Of course, during setup this approach isn’t viable at all. But as soon as the OM12 Management Group is functional (that is two OM12 Management Servers are in place and the related SQL databases), there isn’t a good reason anymore to use them to run the OM12 Console from.
Why you ask? Good question. There are multiple reasons:
- The OM12 Console consumes RAM
As the matter of a fact, the OM12 Console might become RAM hungry. Especially when you’re creating new Views, User Roles, Run As Accounts/Profiles, importing/configuring Management Packs and so on.
- The OM12 Management Servers require the resources themselves
In any given Management Group, the OM12 Management Servers have a lot of work to perform. More over with the ‘good old’ RMS gone and having distributed the RMS specific workloads among ALL OM12 Management Servers. So why ‘eat’ it away with running the OM12 Console on those servers? And belief me, when YOU start doing it, you’re colleagues are bound to follow soon ((S)He does it as well, so why shouldn’t I?). And before you know it every OM12 Management Server has locally two running OM12 Console sessions running…
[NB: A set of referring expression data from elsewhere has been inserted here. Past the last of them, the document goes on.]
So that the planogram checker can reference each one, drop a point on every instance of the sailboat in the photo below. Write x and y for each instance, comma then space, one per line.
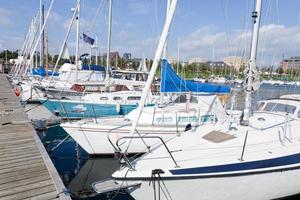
257, 157
86, 99
191, 104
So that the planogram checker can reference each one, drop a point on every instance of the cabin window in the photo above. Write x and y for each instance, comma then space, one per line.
104, 98
279, 107
137, 98
183, 99
260, 105
269, 107
165, 119
117, 98
284, 108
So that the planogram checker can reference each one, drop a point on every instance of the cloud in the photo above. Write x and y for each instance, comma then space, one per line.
4, 18
274, 40
83, 24
137, 7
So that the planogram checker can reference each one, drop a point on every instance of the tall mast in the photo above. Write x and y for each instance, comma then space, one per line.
161, 99
108, 39
42, 32
166, 44
251, 71
158, 54
97, 51
77, 38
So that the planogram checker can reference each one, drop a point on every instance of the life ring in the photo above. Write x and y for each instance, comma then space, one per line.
223, 99
17, 91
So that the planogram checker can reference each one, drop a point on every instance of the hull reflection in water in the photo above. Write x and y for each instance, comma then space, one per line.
77, 170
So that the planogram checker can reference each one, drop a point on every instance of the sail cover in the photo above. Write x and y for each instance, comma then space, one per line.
171, 82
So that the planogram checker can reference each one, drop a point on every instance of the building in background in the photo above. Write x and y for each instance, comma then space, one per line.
292, 62
127, 56
197, 61
216, 64
235, 61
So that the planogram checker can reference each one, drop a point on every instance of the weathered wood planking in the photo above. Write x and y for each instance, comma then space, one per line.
26, 171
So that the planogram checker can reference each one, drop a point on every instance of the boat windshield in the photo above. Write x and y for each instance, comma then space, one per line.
280, 107
183, 99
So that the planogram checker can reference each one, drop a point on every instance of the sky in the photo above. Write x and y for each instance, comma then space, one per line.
210, 29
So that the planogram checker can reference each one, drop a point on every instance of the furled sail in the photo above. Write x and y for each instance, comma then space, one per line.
171, 82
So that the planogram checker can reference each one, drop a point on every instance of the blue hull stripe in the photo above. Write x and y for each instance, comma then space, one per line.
253, 165
85, 110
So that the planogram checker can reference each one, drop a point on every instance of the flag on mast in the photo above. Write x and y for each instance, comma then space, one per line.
88, 39
65, 53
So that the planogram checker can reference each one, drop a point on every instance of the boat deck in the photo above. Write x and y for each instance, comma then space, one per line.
26, 170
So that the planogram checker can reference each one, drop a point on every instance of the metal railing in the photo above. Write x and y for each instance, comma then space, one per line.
144, 137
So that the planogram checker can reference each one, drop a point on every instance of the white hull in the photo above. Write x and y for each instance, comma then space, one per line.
95, 140
248, 187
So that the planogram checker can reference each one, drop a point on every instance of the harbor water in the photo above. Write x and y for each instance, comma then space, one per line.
78, 170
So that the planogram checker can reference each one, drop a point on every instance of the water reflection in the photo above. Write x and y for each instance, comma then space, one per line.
78, 171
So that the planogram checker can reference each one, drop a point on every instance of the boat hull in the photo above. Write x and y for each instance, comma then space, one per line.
259, 186
80, 110
95, 140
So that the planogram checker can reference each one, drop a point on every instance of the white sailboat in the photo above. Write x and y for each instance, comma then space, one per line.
257, 157
99, 136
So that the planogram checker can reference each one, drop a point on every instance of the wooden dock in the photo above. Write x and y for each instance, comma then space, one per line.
26, 170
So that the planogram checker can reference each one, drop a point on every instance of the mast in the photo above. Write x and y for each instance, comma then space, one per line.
66, 38
108, 39
161, 97
43, 34
77, 39
250, 76
154, 66
97, 52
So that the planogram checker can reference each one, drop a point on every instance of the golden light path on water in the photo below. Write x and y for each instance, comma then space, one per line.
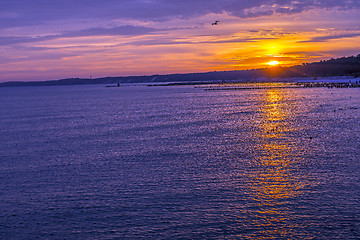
277, 181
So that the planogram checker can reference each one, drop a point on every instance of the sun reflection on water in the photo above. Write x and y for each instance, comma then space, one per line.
275, 181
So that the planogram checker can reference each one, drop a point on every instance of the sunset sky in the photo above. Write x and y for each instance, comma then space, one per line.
45, 40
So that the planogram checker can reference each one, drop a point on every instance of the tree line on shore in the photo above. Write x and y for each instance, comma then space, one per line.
345, 66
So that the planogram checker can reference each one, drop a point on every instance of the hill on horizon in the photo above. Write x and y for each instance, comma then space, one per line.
344, 66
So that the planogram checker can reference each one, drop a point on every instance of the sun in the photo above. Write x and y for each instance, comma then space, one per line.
273, 63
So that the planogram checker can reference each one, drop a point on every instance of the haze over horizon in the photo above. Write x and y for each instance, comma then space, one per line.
61, 39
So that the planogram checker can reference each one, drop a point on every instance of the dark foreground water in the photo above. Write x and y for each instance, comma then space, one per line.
89, 162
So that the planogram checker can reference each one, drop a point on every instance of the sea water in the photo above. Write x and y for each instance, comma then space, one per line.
179, 162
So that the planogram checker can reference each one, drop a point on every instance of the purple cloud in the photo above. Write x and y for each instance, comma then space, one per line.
24, 13
122, 31
331, 37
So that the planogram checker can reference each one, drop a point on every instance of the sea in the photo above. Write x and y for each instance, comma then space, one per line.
268, 161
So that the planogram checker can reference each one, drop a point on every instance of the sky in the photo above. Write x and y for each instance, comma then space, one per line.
53, 39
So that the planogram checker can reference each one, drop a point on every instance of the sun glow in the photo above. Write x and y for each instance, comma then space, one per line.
273, 63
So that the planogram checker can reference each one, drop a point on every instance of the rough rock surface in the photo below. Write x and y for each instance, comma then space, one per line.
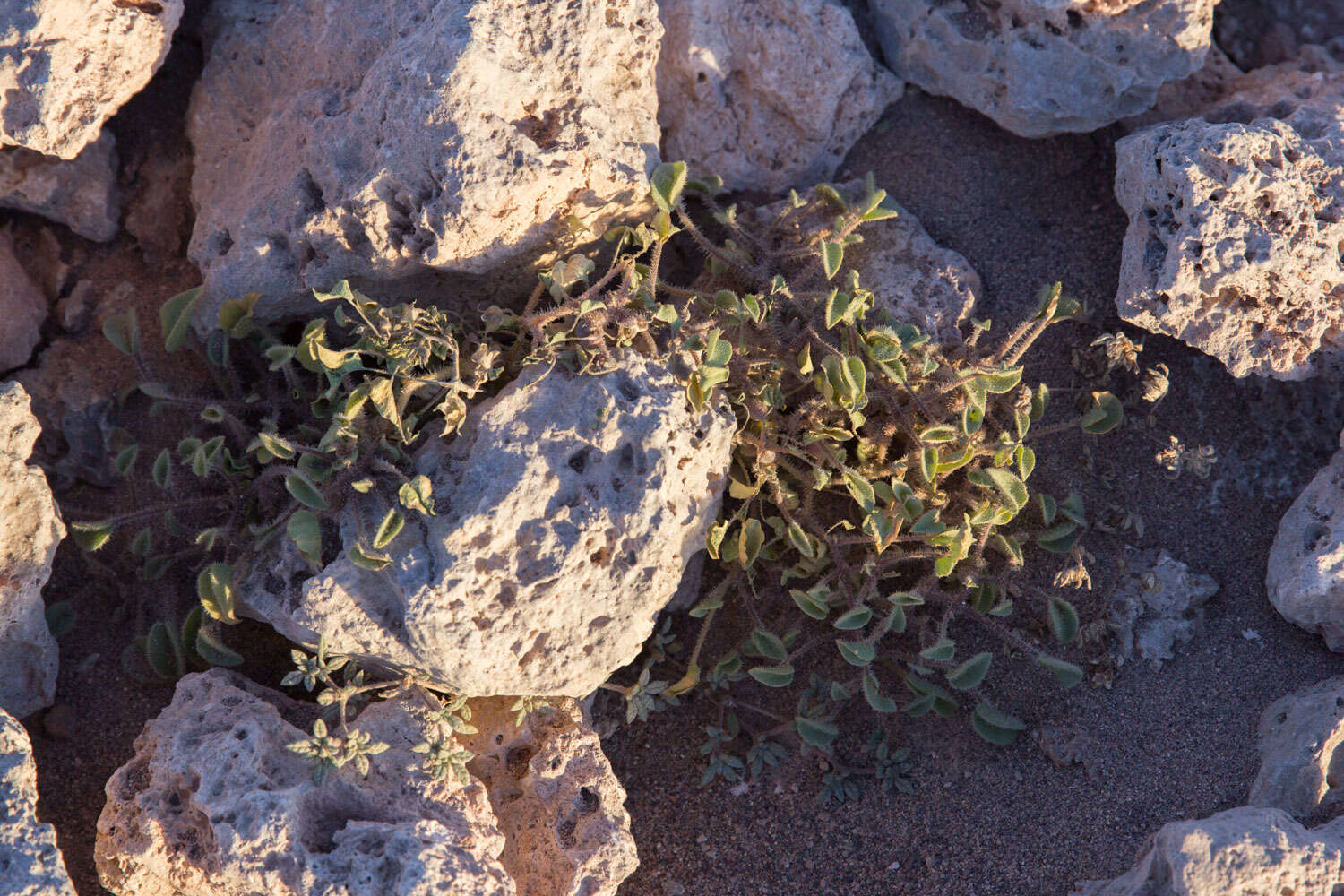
1042, 67
30, 530
1305, 573
567, 509
30, 861
556, 797
395, 139
23, 308
1236, 225
67, 65
1298, 737
212, 804
768, 96
914, 280
1241, 852
80, 194
1155, 606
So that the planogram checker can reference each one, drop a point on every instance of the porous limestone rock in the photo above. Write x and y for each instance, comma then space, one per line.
80, 194
1298, 737
913, 279
1043, 67
30, 530
23, 308
566, 512
454, 142
1305, 573
1236, 225
67, 65
214, 804
1156, 605
556, 797
1241, 852
30, 861
768, 96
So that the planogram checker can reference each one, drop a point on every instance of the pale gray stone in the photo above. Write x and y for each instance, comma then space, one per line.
414, 145
1043, 67
30, 861
67, 65
566, 513
766, 96
30, 530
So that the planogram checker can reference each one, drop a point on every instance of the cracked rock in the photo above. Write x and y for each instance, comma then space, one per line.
567, 509
1042, 67
30, 530
1236, 225
30, 861
214, 804
67, 65
766, 96
414, 144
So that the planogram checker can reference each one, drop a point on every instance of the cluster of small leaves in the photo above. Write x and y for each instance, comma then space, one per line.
295, 429
879, 490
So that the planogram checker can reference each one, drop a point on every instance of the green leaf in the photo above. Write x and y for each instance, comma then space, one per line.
214, 651
389, 530
175, 317
873, 694
304, 530
970, 673
816, 732
773, 676
303, 490
857, 653
1067, 673
1105, 414
1064, 619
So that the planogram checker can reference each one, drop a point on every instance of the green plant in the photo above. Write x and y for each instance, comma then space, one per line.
879, 490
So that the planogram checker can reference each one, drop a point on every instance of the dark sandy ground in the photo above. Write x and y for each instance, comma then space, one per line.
984, 821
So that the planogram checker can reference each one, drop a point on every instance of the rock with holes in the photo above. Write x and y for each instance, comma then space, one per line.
1241, 852
410, 144
1298, 739
913, 279
80, 194
30, 861
1236, 226
23, 308
30, 530
67, 65
1043, 67
1156, 605
556, 797
768, 96
566, 512
214, 804
1305, 573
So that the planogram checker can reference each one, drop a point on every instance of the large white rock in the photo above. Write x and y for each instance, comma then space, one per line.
30, 530
80, 194
464, 139
30, 861
1305, 573
1042, 67
1298, 739
67, 65
1241, 852
567, 511
1236, 225
214, 804
768, 96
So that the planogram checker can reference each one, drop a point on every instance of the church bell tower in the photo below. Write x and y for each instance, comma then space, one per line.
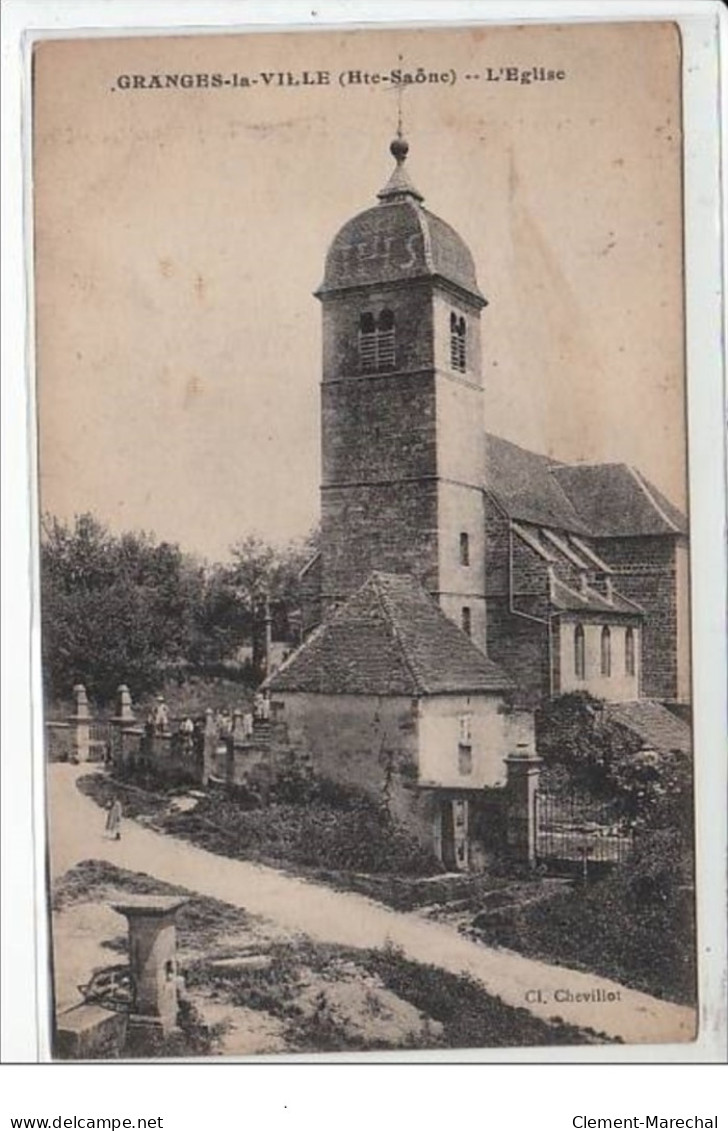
401, 404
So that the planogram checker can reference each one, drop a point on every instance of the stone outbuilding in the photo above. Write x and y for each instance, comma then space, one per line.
388, 696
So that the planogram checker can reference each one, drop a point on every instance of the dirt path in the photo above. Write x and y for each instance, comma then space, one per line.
355, 921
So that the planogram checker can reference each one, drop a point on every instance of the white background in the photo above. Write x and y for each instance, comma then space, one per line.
326, 1095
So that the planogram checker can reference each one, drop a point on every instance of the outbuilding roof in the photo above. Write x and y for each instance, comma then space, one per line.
390, 638
653, 723
614, 499
597, 500
398, 239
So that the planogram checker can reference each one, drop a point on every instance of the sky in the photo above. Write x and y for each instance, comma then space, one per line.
180, 235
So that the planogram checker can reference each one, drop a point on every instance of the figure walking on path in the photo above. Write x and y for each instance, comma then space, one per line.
113, 820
- The OM12 Console creates PER user a cache file
This cache file might grow overtime to several hundreds of MBs, especially when you have opened all the different Views available in the OM12 Console. This will consume a lot of disk space and create an additional burden.
- Let’s talk about security and the lack of auditing…
Now with OM12 the local group BUILTIN\Administrators have SCOM administrator access to the OM12 Management Group. Basically meaning when some one logs on to a OM12 Management Server many times they’re member of that local group, granting them admin access to your OM12 environment. Normally you don’t want situations like these, since the more people can do within any given product without the proper required knowledge, the bigger the changes are something is bound to go wrong. And with an almost lack of any auditing mechanism in OM12 (), changes are you’ll never find out who wrecked what in OM12…
Okay! You’ve got me convinced. So now what? Install the OM12 Console on every system the OM12 administrators and end users touch?
No, that’s also a scenario you shouldn’t use. Simply because it becomes hard to manage it when an update for the OM12 Console comes out (on an average basis 4 times per year at least when looking at the release schedule of the Update Roll Up packages).
Instead it’s far more better to use a Windows server dedicated for managing your IT environment. Servers like these run Terminal Servers in user mode, so the server allows more than two concurrent sessions and are called stepping stone servers or management servers (not to be confused with OM12 Management Servers). Servers like these run a plethora of other ICT management applications as well like management tooling for the Virtual Infrastructure, network management tooling, SAN tooling, etc etc.
With a trick the cache file for the OM12 Console is to be redirected to another logical drive, offloading the drive running the server OS. And when an update of the OM12 Console comes out, it’s easily pushed to this server and you’re done. Compared to keep inventory who has the OM12 Console installed, and make sure they all get the proper update, this is a walk in the park.
When this special server is properly provisioned (enough RAM, CPU and disk space) you’ll benefit from it. Even more so when the ICT management applications are used while running a regular end user account (so NOT an account with domain admin permissions!) and the terminal server is fully configured, including the permissions which decide what user account is allowed to run what ICT management applications.
Now you’re in total control of your OM12 environment. Of course, keep the installation files of the OM12 Console on a location which is also protected, preventing rogue installations of it.